アサヒはアリアンの日記帳を持って第一部隊のアジトへ戻ると、ほとんどが出払っており、人が少なかった。荒野の片隅に、敷地の広いコンクリートの建物がある。2階建てだが、4000坪はある。
 
「なんでこんなに人少ないんだ?」
「シュバルツ様のお声を聞き、活発に動き出したようです」
 銛を武器として装備している見張り役がそう言った。
「シュバルツ様の声なんて前から聞いてるだろ?」
「なにをおっしゃっているのですか……今回のは特別ですよ。属印者全員に聞こえたのですから。これまでは特定の人だけにしか聞こえませんでした。私も第一部隊におりますがシュバルツ様のお声を直接聞いたのは初めてでしたから、興奮しましたよ。私も早くシュバルツ様のお力添えになりたいと日々思っております」
「全員……? 目覚めも近いってことか」
「ご存知ですか? シュバルツ様自体のエネルギーはもう十分に溜まっていると」
「ならなんで起きないんだ?」
「まだ、生きているんですよ。アリアン様の力が」
「しつこいね」
 と、笑う。
「目が覚めているのに牢獄に閉じ込められているようなものですよ、きっと」
「今はその頑固な牢獄を破壊する力を溜めているってところか。

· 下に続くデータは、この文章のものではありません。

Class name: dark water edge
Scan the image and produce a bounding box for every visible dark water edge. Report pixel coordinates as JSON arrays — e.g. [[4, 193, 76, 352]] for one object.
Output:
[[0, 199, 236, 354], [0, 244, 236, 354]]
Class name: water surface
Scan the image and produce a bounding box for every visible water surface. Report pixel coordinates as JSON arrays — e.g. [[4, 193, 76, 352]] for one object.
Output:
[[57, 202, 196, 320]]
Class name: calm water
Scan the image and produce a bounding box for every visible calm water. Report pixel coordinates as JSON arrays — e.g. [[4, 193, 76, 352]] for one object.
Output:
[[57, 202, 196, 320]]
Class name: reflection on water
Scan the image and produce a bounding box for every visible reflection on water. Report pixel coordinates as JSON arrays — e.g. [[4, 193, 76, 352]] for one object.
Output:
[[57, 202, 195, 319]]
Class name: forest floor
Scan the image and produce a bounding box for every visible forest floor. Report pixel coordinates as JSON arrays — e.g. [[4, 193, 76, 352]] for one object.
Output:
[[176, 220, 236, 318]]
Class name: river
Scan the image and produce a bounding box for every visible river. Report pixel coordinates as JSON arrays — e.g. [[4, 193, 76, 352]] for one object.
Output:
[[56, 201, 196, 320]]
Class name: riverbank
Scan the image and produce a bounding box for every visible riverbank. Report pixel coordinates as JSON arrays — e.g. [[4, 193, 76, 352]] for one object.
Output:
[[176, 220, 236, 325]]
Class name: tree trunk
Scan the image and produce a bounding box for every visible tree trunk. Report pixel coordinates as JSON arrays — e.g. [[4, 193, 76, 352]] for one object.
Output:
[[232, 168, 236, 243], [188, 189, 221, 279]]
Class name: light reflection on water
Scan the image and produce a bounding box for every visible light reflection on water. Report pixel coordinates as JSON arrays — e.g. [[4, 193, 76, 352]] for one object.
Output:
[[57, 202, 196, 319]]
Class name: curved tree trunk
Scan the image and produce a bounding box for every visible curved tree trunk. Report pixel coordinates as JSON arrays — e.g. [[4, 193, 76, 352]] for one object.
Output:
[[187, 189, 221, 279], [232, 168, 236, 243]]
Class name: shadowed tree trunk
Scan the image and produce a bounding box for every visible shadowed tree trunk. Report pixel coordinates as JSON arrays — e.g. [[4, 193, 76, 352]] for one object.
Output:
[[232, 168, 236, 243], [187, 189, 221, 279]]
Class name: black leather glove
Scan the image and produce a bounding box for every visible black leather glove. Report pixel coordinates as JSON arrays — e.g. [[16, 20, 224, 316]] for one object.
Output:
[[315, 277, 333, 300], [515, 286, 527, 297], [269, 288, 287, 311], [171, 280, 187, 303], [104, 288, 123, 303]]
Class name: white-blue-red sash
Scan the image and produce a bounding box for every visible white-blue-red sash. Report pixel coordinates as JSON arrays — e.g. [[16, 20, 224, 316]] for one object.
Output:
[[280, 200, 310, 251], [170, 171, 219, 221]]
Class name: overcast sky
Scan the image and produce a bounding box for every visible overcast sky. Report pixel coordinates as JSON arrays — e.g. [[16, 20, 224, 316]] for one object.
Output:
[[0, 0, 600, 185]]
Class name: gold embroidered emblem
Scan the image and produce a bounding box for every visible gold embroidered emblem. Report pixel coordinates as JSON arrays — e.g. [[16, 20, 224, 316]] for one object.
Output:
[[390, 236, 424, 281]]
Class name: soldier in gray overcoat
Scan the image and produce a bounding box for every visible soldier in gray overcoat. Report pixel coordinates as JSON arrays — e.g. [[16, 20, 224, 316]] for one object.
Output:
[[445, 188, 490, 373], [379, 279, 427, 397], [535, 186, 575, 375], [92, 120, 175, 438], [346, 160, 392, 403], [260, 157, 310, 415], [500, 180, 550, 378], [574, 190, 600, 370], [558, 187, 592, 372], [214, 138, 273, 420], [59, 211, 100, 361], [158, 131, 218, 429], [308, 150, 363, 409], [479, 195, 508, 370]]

──それにしても、人少ないなぁ。いいお土産持ってきたのに」
 アサヒは日記帳を見遣った。
「なんですか? それは」
「なんだと思う?」
「本……ですか?」
「ノートだよ。それも、アリアンの日記帳」
「本当ですか?」
「本物かどうかが問題だけどね。グロリアの一味から貰ったんだ。あの様子からして本物だと思ったから交換条件を呑んだんだけど、中身読んでみたら微妙なところだった。そもそもあいつらはアリアンの塔で見つけたって言っていたが俺はその瞬間を見ていないし、嘘をつかれても見破りようがない。アリアンの指紋が残っていたとしても、だ」
「はあ……」
「なに書いてるか知りたいだろ?」
「えぇ、まぁ……本物なら……」
「なんだよ疑ってるのかよ」
 と、ムッとする。
「えっ、アサヒさんが疑っていらっしゃるから……」
「まぁいいや。でも誰かに話したいんだよなー。でも誰もいない」
 と、室内を覗き込む。「じいさんは? セルじいさん」
「セルじいさん?」
「…………」
「…………」
「あ、そっか。あのじいさんは第二部隊か」
「すみません、第二部隊はよくわかりません」
「第二部隊って何人?」
「さぁ、私にはわかりかねます」
「大体の人数は?」
「第二部隊も第一部隊と同じで増えたり減ったりしているようなので」
「第二部隊も? 増えることあるの?」
「えぇ……第二部隊の場合は……第一部隊から粗相を犯した者の中でも消すには惜しい人材が第二部隊に下ろされるようです」
「あーぁ。じゃあ俺も君もいつ第二部隊に下ろされてもおかしくないわけだ」
 と、笑う。
「笑えませんよ……。アサヒさんが下ろされることはないでしょうが」
「でも俺、今仕事少ないんだよね。だから第二部隊の仕事奪ってしまったよ」
 と、アリアンの日記帳を持ち上げた。
 
アサヒは少し考えた。この日記帳を誰に渡すか。確実に本物だと言えるならば“上”に報告するのだが、いまいち信用性がない。元々アリアンの塔を調べるよう指示を受けていたのは第二部隊と第三部隊だ。手に入れたのは自分ではあるが、まぁ、第二部隊に渡して恩を売るのもいいなと考える。
 
「第二部隊のアジトってどこ?」
 と、アサヒ。
「ですから、第二部隊のことはわかりかねます」
「…………」
 どこで会えるだろうか。連絡先は……。
「あ、暇そうな奴がいた。ちょっと行ってくる」
 
アサヒは見張り役にそう言って、早速暇そうな奴に会いに向かった。
向かう先は、“元第十部隊”のアジトである。